Marco Calliero si è occupato dell’Ospedale Grande degli Infermi. «I problemi di storia ospedaliera sono importanti negli studi storici, in particolare il rapporto tra le beneficienze e quelle cure che passeranno in carico non solo più alla Chiesa ma allo Stato». Daniele Ormezzano è conservatore del Museo di Storia Naturale di Torino, incredibilmente ancora chiuso al pubblico. «Grande esperto di araldica», si è occupato delle famiglie nobiliari ma «ha promesso di andare a caccia di stemmi ed iscrizioni». Maurizia Camurani, insegnante di scienze umane, è venuta da Modena per presentare il suo studio su Adele Woena, giornalista e scrittrice pinerolese nata nel 1833 e trasferitasi a quarant’anni a Modena, a motivo del fratello cadetto all’Accademia Militare. Fondò nel 1872, “L’Aurora”, «rivista mensile per l’educazione femminile». Il suo pezzo, presente in ogni numero, è una «chiacchierata di famiglia». Rivela una personalità eclettica con interessi di letteratura, poesia, moda, scienza, astronomia, geologia, «faceva delle scalate sin da quando era giovane». In un articolo estivo, il suo ricordo “corre alla diletta Pinerolo, attraverso la pittoresca valle del Chisone, si ferma all’Abbadia” e poi ricorda Pinasca, Perosa, Fenestrelle, l’Assietta.

Giancarlo Libert e Silvana Neumann studiano Costanzo Ferrero, il primo cappellano della colonia S. Carlo di S. Lorenzo di Santa Fé. Andrea Balbo nota che nella “progettanda” storia pinerolese occorre dedicare un capitolo ai problemi delle migrazioni. Margherita Drago ha rielaborato il suo intervento al Salone dei Cavalieri sulla “Pinerolo di Federico Caprilli”. Di grande interesse le note di Tonino Rivolo sul card. Pietro Boetto di Vigone, arcivescovo di Genova dal 1938, insignito nel 2017 del titolo di “Giusto tra le nazioni” dallo Yad Vashem di Gerusalemme. La medaglia è stata consegnata ai discendenti attualmente residenti a Riva di Pinerolo. Andrea Balbo ha curato un contributo sulla ripubblicazione della tesi di laurea in storia sostenuta da Tullio Contino nel 1953 sulle relazioni diplomatiche a proposito di valdesi tra Piemonte, Inghilterra, Svizzera e Stati tedeschi tra Cinquecento e Seicento.

L’anno prossimo si pubblicheranno gli atti dei convegni appena celebrati (“Storici e storie di Pinerolo.
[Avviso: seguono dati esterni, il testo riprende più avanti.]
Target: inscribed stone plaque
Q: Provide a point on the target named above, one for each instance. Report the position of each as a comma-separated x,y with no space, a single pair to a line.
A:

Un bilancio storiografico per una nuova storia del Pinerolese” e “Tutela, conservazione e valorizzazione dei Beni Acaia in Piemonte”), anche l’incontro di giugno a Cavour. Esorta tutti a inviare contributi al comitato scientifico che darà parere sulla pubblicabilità. Si confermano gli appuntamenti di primavera e autunno 2019 nella sede della Pro Loco. Si segnali qualsiasi tipo di ritrovamento di documenti d’archivio. «Capire qualcosa di più del nostro territorio, aiutare gli altri a capirlo e valorizzare quello che abbiamo» rappresentano lo scopo ultimo della Società Storica Pinerolese.